Wednesday, December 10, 2014

Pig Destroyer - Hyperviolet




Just listen to the whole damned thing

Upon writing this review I stopped referring to Prowler In The Yard as an album, and used the word realm in its omission. A sickeningly hateful, unashamed realm, blanketing nothing, leaving the bloodied toolshed unaltered for the forensics team. No forced Cannibal Corpse or Broken Hope or Devourment album has ever felt like a point-a-to-point-b visual transcript of a chainsaw massacre. Everything, from the freakish, grisly front cover (courtesy of super-talented Paul Booth, the tattooist with a waitlist longer than a Sleep album), to the surreal, drugged intro and outro, and the unshakeable nightmare sandwiched in between, is unsettling and feverish. Lyricist/vocalist/obvious-creative-writing-major J.R. Hayes envisions this realm through shivers of ghastly images, captured through bulbs of flash photography, screams bursting into white blindness. Scott Hull, the sole guitarist (no bass) is the deceiver, wrapping his large, barbed-wire guitar strings around the ears many times, audibly resulting in what sounds like a trio of axes.
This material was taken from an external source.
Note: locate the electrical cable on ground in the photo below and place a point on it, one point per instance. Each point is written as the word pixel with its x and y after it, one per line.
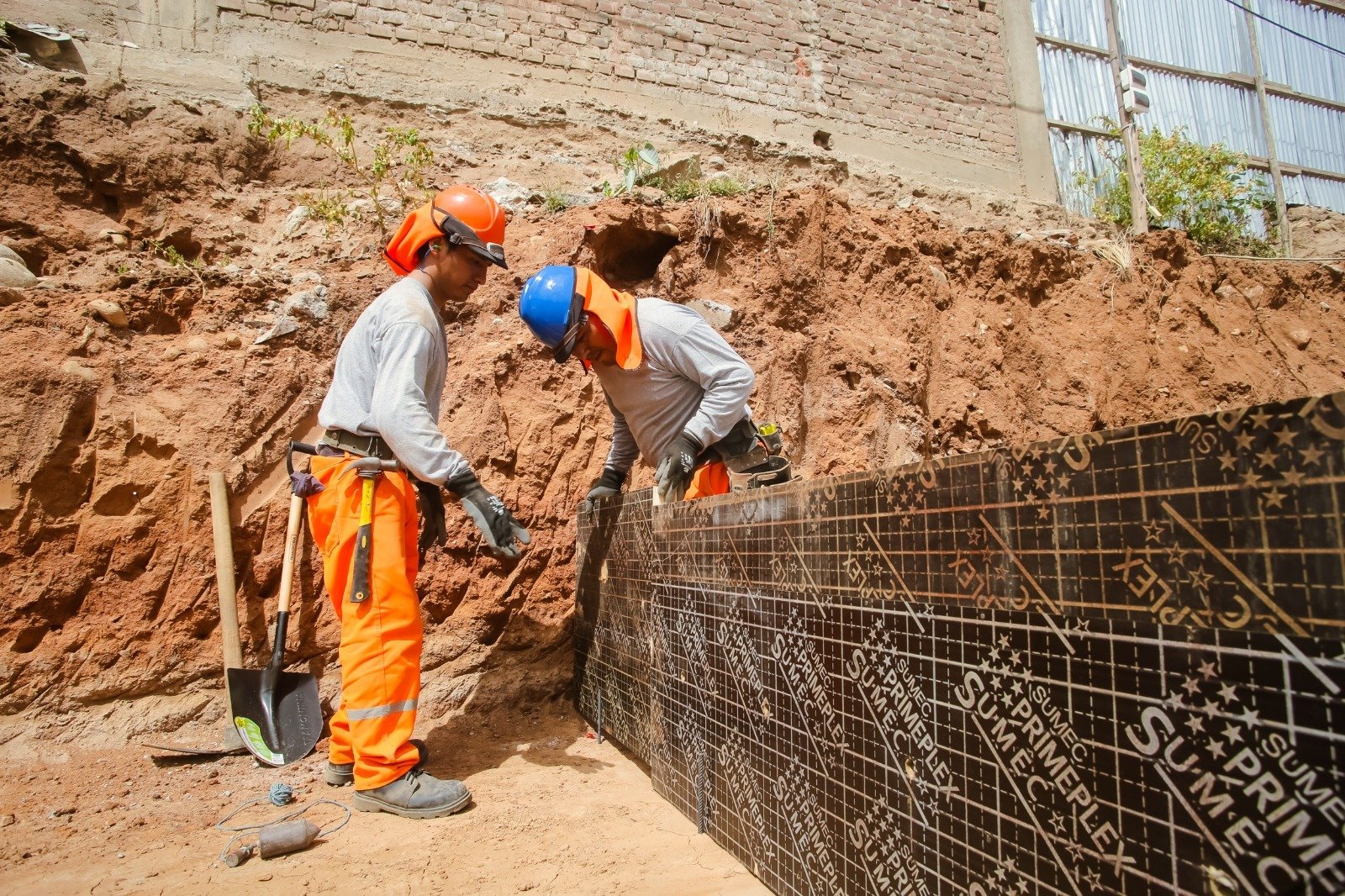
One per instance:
pixel 244 830
pixel 1297 34
pixel 1215 255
Rounding out the trio with spastic, hyperblasting drummer Brian Harvey, Piggy D defies not only the conventions of death metal and grindcore (I still don’t know what to call this realm), but defies the logic of how many and how and a band should work. Twenty-two tracks on this realm and I can’t tell when the first eighteen start and stop, which is very intentional, as sometimes, a good story should remain unpredictable, all while Hull’s riffs, its actors, are too convincing. One thumb down for song Trojan Whore, a too-close-for-comfort rip-off of Honey Bucket by The Melvins, an obscurity only those who nitpick will despise. Favorite track: Hyperviolet, a perfect, abbreviated summation of said realm, for those both squeamish and in a rush.